Саттар Месум жил в верхней части квартала, я не мог его помнить, потому что, когда его забрали, мне было три или четыре года; он был учитель, иногда писал газели, гошмы - стихи в старинном духе - и дружил с Алиабба-сом-киши и еще с отцом тети Ханум. Когда Саттара Месума забрали, Алиаббас-киши очень за него хлопотал, ничего не боялся, много ходил по инстанциям, но это не помогло; и Алиаббас-киши тогда сказал: "Против бедняги Мирзы Саттара выступил Фатулла Хатем, будто несчастный Мирза Саттар был против нашей власти. Взял карандаш и стал подчеркивать строку за строкой газели Мирзы, тысячи толкований придумал, злодей!.. Мирза написал: о роза, твои шипы терзают соловья, а Фатулла Хатем говорит, что он оклеветал наше время. Кого разоблачил Фатулла Хатем, не дай бог! Дело кончено. Пропал бедняга Мирза Саттар..."
Отец сердился:
- Что ж, мне тоже продавать людей? Мама пугалась:
- Ой, да ты что, Агакерим!.. Сохрани господь!.. Отец, уже с обычной своей мягкостью, продолжал:
- Что тебе до больших людей, баджи. (Отец иногда говорил маме "сестра", и это отцово обращение к маме - "сестра" - мне очень нравилось.) Не вмешивайся в дела больших людей... На что нам это?..
Вначале, когда я слушал эти разговоры, мне казалось, что Фатулла Хатем продает поэтов в буквальном смысле слова, то есть как инжир на базаре или пиджаки, туфли в магазине, и поэтому Фатулла Хатем был в моем представлении самым страшным человеком на свете, я его боялся и, как отец, не хотел, чтобы у нас в доме о нем говорили. Фатулла Хатем был единственным человеком и вообще единственным существом, о котором мама говорила с отцом недовольно, вернее даже, не недовольно, а недобро, но и сам разговор возникал от случая к случаю, когда отец был не в настроении, а мама заводила разговор, чтобы ободрить его. (Хотя она сама и не ведала об этом, ее немного задевало, что Фатулла Хатем, как и отец, был выходцем из Ирана, вместе с ним рос в лишениях - и почему-то стал известным, "большим человеком".) Порой мама говорила с отцом так же, как со мной, и тогда мне казалось, что отец, несмотря на то что он - взрослый мужчина, тоже такой же, как я, ребенок моей мамы. Правда, иногда, когда отца не бывало дома, я тоже чувствовал, что мама ненавидит Фатуллу Хатема, потому что видел не раз, как мама чистила на кухне керосинку именно той частью газеты, где снят Фатулла Хатем; улыбающийся портрет Фатуллы Хатем терся о металл керосинки, намокал от керосина, крошился и кусочками падал на пол.
У отца была одна слабость, и если бы на его месте был кто-то другой, люди нашей округи перестали бы считать его мужчиной: отец не мог зарезать курицу.

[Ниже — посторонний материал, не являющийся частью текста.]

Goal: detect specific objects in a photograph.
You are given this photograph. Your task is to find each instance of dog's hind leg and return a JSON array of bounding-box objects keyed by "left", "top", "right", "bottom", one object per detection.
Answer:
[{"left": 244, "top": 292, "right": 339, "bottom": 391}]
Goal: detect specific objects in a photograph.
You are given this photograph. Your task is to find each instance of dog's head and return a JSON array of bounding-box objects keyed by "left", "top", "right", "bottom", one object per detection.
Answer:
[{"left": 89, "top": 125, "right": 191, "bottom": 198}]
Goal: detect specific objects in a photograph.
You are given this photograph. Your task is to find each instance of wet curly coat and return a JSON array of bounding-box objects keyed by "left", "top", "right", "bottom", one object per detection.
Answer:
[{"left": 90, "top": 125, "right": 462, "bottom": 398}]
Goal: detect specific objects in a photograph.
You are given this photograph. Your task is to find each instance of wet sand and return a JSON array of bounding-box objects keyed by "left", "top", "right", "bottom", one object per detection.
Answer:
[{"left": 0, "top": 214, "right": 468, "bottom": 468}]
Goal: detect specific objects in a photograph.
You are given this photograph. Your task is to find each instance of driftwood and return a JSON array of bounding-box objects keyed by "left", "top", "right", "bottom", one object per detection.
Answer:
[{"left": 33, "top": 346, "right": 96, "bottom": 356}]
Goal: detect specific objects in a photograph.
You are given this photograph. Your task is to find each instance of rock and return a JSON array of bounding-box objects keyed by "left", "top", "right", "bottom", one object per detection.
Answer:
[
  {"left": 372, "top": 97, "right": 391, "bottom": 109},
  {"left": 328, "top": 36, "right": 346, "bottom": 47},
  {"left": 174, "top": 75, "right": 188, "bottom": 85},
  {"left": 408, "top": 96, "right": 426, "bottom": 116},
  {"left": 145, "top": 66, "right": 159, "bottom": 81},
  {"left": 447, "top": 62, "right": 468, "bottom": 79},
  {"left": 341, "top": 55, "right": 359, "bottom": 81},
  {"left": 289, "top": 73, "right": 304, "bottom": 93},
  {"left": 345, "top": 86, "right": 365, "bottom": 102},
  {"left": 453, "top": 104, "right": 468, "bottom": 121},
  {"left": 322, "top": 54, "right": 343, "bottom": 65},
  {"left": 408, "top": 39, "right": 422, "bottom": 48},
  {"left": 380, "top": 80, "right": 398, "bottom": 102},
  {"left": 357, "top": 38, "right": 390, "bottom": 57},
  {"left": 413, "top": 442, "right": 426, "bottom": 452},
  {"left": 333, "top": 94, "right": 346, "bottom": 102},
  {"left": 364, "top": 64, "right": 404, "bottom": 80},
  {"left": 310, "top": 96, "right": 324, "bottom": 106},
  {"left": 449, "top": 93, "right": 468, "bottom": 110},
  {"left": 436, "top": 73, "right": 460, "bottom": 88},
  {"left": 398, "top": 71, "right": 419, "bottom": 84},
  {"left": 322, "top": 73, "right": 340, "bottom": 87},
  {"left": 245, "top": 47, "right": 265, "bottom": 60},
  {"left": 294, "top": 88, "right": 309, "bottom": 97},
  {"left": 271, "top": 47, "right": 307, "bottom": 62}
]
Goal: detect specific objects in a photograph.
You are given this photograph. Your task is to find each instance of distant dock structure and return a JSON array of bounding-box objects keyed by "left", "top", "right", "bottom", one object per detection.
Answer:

Иногда он покупал их по дешевке на станциях, привозил, а резать их я носил сыновьям тети Ханум - Джафару, или Адылю, или Абдулали, или Джебраилу, или Агарагиму. (Годжа всегда сидел над книжками, тетрадками, поэтому я к нему не обращался; в моем представлении почему-то книжки и тетрадки не вязались с процедурой отрезания головы курице.) Но эта слабость отца, как ни странно, не умаляла уважения к нему в округе; более того, никто не смеялся и не подшучивал над тем, что отец разговаривал не так, как наши, а на другом диалекте и порой употреблял персидские слова.
Поезд увозил отца в далекие города России, и, возвращаясь из дальних поездок, он в первую очередь шел в Желтую баню и потом весь день с утра до вечера отдыхал дома, а на другой день надевал выглаженный мамой темно-синий шевиотовый костюм, чистил кремом и отполировывал до блеска свои черные туфли, выходил на улицу, здоровался с мужчинами, а если за время рейса у кого-то в округе случалось несчастье, шел в этот дом, чтобы выразить соболезнование, если была свадьба или у кого-то родился ребенок, поздравлял, а потом, усевшись на один из деревянных табуретов, покрытых тюфячками и расставленных на тротуаре (эти деревянные табуреты притаскивали из домов мы, ребятишки), попивал чай (чай, заваренный дома нашими мамами, тоже приносили на улицу мы: на табурете, поставленном посередине, накрытом белой салфеточкой, мы выстраивали чайник, стаканы с блюдцами, сахарницу), беседовал с дядей Агагусейном, дядей Азизагой, дядей Гасанагой, Алиаббасом-киши.